The Hopes Estate was announced as the winner of this year’s Golden Plover Award during a special ceremony at The Scottish Game Fair on Friday 1 July. Four estates made the final shortlist and The Heather Trust and GWCT (Scotland), along with Michael Yellowlees, Partner and Head of Rural Services at Lindsays, introduced the successful candidates and presented their prizes.
Michael Yellowlees said: “We are delighted to be associated with the Golden Plover Award and are extremely proud of the fact that we have worked with generations of the same family on numerous estates and farms all over Scotland, many with strong sheep and sporting enterprises.”
The Golden Plover Award celebrates the best of integrated, sustainable upland management, and this year’s theme was sheep farming. These are challenging times for upland farmers, and the judges were looking for businesses, individuals and properties that have been able to knit successful sheep enterprises into other land uses, including sport, conservation and renewable energy.
Applicants came from across Scotland, and the judges narrowed down the field to four properties with a strong farming interest. In the North, Cawdor Estate and Phoines both demonstrated the benefits of sheep to grouse production by means of mopping up ticks and fostering close relationships between farmers and gamekeepers. On Donside, Candacraig Estate introduced sheep to assist with heather management and now run a flock of blackface and cheviots as part of a progressive and successful agricultural enterprise.
Site visits were carried out over the last few weeks, and The Hopes was ultimately announced as the winner of the award after the judges were impressed by the breadth and variety of management on the Lammermuirs estate.
The Award was presented to The Hopes along with a specially commissioned print by the artist Colin Woolf.

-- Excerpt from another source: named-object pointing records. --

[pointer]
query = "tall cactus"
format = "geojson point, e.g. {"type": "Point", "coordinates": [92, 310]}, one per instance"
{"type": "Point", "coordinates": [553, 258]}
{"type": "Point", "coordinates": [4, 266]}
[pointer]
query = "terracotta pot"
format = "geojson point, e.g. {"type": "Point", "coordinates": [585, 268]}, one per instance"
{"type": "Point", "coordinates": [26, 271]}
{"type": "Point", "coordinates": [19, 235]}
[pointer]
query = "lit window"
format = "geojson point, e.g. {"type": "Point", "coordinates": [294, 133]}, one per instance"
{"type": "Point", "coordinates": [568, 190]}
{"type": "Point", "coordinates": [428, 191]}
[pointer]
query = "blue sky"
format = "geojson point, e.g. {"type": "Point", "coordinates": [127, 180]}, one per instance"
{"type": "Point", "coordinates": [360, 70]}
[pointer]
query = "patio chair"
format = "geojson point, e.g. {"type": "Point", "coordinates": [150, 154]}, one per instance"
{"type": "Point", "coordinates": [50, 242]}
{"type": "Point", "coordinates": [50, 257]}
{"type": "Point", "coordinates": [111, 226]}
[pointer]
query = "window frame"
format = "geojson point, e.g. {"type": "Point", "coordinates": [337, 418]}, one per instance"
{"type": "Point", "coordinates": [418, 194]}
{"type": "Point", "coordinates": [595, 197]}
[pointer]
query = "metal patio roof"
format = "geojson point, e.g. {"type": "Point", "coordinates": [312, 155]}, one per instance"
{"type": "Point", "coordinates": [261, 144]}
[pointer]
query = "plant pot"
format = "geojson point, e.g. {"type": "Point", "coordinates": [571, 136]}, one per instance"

This is now the fourth year of the Golden Plover Award and speaking at the presentation ceremony, Heather Trust chairman Antony Braithwaite explained that “the good management that is taking place in Scotland is easily lost nowadays in the barrage of negative press that surrounds moorland management, and the purpose of this award is to highlight some of the very best work that is taking place across the country”.